BookerTalk

Reading Skios by Michael Frayn

Sunday has come early this week – I’m posting early because on Sunday itself I will be somewhere over the Mediterranean skies.

I’m taking with me Shadow of the Wind by Carlos Ruiz Zafón since I like to read novels set in a country I am visiting (in this case, Spain) – the book was recommended by many people who read my Sunday Salon from last week.

I was also planning to take Skios by Michael Frayn which is one of the books long listed for this year’s Man Booker Prize. But  I’ve read about 70 pages so far and it feels very insubstantial, more the kind of book you’d read at the pool with eyes half glazed from the sun. But I want more meat on the bone. So I think I’ll just listen to the audio version.

The novel is set on the Greek island of Skios which is home to the Fred Toppler Foundation. The guest lecturer for this year’s retreat is Dr Norman Wilfred, a world-famous authority on the scientific organisation of science. He’s a man who spends much of his life on the lecture circuit – enjoying champagne hospitality in business class airline seats and sycophantic welcomes by lightly tanned, lightly blonde girls at his destination. Except this trip is different – instead of a luxurious stay in the Toppler Foundation villa, due to a mix up with baggage at the airport, he ends up at a villa at the other end of the island with little more than a copy of his lecture.

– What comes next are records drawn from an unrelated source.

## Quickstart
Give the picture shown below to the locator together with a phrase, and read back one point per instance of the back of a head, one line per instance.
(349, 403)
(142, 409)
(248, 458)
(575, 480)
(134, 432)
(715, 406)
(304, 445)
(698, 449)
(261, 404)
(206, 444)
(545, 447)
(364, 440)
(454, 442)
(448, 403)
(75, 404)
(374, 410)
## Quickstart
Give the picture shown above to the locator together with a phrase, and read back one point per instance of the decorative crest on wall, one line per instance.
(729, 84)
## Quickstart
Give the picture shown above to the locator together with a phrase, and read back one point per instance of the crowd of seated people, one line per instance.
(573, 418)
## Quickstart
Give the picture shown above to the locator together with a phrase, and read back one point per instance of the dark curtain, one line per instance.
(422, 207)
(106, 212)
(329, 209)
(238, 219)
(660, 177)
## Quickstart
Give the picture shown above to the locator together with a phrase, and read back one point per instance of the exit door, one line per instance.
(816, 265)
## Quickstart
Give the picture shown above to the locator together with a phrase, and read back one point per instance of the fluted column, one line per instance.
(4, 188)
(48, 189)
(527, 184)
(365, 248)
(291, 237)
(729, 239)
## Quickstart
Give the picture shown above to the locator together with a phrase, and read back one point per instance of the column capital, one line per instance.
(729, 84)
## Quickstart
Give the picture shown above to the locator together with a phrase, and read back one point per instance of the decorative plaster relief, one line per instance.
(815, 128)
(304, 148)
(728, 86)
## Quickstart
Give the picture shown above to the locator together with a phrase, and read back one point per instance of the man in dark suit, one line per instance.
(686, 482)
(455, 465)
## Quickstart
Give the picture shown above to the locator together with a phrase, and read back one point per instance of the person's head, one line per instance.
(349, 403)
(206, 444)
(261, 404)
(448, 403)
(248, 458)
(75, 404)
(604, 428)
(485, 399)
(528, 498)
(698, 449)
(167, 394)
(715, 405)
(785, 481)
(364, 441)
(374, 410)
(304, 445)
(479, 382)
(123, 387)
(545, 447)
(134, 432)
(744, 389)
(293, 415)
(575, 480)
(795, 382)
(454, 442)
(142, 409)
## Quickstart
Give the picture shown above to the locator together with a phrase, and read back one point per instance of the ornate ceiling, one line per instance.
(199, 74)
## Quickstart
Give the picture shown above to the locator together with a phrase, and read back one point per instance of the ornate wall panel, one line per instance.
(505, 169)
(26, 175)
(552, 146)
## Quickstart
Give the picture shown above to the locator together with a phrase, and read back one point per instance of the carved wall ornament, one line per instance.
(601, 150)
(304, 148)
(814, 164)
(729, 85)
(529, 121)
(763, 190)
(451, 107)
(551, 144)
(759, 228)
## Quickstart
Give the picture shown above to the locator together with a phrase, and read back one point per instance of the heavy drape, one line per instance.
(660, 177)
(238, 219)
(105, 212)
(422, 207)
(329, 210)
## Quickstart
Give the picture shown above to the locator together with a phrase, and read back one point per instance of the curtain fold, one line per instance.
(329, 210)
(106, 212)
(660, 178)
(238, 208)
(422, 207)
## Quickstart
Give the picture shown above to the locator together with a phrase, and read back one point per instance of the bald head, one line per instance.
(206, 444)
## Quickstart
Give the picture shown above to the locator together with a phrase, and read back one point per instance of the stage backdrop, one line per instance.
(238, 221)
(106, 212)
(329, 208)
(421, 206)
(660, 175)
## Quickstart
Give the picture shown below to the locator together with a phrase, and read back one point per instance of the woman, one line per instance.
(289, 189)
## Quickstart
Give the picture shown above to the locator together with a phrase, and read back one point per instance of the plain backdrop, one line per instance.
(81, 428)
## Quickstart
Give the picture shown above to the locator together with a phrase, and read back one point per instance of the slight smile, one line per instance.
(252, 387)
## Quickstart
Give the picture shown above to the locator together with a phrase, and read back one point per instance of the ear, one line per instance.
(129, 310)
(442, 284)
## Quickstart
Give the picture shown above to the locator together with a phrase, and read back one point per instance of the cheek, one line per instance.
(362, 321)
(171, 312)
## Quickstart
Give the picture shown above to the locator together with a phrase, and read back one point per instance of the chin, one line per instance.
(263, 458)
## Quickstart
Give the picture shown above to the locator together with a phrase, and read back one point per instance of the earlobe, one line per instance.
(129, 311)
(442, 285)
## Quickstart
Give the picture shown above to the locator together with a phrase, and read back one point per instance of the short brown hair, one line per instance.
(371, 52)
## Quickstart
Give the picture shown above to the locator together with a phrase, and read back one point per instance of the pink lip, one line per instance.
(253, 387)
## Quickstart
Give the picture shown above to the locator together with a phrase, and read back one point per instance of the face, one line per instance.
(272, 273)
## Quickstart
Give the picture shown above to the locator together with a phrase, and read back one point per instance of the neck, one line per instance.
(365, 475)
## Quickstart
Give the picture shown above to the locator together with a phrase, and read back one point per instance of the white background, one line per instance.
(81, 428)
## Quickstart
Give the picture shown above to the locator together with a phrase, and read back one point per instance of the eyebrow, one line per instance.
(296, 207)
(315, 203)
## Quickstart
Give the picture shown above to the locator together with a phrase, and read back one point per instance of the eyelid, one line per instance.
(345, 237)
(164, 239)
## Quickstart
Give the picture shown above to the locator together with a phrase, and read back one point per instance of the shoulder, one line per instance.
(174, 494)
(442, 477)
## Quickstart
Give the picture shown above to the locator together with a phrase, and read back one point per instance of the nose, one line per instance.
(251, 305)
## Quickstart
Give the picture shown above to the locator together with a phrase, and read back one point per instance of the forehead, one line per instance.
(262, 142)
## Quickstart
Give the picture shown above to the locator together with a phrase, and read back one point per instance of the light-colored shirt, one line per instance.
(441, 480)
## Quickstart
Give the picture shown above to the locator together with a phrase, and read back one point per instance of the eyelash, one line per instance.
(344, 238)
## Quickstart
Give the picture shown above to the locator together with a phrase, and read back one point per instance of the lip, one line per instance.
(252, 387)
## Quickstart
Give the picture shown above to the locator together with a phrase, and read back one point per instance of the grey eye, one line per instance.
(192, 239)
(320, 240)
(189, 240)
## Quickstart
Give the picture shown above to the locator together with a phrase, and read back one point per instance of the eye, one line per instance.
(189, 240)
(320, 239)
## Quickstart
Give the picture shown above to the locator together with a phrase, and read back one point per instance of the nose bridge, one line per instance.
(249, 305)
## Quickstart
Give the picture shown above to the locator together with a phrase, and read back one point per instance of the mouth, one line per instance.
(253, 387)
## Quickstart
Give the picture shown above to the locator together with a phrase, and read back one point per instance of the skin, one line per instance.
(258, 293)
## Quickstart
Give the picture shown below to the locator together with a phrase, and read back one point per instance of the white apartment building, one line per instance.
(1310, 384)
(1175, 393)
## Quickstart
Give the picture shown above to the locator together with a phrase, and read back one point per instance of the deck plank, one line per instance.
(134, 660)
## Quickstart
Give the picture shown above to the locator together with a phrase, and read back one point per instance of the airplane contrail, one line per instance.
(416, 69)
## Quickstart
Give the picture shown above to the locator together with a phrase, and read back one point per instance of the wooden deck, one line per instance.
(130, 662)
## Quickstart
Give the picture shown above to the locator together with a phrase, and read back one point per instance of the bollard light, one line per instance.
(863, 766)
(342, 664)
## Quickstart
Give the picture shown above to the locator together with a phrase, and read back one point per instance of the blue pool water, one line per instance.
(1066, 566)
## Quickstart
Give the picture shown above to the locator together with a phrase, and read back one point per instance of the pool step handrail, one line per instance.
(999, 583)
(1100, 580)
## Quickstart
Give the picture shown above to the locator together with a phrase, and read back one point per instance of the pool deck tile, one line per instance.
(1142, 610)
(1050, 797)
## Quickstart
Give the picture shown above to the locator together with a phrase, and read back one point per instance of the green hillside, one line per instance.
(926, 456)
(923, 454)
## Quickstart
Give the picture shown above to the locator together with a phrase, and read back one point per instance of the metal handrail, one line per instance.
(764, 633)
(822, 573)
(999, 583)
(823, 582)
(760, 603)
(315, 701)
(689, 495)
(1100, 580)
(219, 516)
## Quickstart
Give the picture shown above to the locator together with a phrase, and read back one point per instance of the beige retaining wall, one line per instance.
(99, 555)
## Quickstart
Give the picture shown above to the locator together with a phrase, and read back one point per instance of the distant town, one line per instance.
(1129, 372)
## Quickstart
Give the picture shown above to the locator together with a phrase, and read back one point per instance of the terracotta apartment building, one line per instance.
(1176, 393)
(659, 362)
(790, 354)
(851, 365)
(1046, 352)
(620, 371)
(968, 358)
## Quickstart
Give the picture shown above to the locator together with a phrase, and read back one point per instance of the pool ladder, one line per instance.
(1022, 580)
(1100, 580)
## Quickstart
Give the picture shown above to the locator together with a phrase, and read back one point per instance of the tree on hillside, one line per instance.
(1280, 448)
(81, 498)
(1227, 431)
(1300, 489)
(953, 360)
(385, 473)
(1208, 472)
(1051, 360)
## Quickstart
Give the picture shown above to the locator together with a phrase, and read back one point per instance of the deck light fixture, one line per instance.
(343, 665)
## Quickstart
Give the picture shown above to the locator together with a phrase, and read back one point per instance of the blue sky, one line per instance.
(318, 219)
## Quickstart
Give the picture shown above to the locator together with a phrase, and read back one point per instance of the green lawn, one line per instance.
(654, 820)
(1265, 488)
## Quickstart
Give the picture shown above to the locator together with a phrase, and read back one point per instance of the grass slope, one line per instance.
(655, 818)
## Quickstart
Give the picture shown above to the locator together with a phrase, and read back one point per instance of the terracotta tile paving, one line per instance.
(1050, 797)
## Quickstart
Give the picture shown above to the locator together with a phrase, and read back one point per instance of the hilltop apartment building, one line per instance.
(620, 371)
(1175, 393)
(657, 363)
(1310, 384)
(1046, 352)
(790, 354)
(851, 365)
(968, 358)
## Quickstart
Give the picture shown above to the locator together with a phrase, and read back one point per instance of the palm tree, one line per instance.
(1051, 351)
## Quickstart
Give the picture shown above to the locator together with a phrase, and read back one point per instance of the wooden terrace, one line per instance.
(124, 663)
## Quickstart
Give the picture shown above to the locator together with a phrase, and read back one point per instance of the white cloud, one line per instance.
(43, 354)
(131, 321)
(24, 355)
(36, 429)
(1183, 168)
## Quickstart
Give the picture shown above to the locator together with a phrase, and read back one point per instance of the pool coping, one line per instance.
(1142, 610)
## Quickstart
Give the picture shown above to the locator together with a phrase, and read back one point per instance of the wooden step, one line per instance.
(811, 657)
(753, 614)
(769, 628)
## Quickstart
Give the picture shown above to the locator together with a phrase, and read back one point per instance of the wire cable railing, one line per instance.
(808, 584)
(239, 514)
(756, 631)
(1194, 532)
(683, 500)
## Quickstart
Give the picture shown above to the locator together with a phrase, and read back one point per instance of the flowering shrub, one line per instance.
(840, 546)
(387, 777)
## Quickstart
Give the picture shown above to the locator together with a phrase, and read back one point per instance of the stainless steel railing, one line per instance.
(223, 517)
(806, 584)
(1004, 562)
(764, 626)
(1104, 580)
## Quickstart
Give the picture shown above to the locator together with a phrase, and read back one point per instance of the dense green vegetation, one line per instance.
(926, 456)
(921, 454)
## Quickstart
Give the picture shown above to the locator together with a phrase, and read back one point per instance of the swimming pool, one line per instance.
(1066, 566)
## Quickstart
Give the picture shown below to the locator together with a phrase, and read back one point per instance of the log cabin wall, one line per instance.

Meanwhile, his place at the Toppler is taken by Oliver Fox, a young chancer who seems to spend his entire life dashing from one escapade to another. He is younger than the Toppler organisers were expecting but they are charmed by him nevertheless.

Hm. Yes it’s humorous but so far, it all feels rather predictable – the usual encounters between characters who cannot speak each other’s language. And the characterisation is very light so far.  I chose this one because I’ve enjoyed Michael Frayn’s novels in the past – particularly Headlong and Spies. But Skios just doesn’t feel as if its in the same league at all. And a million miles away from winning the Booker prize in my opinion.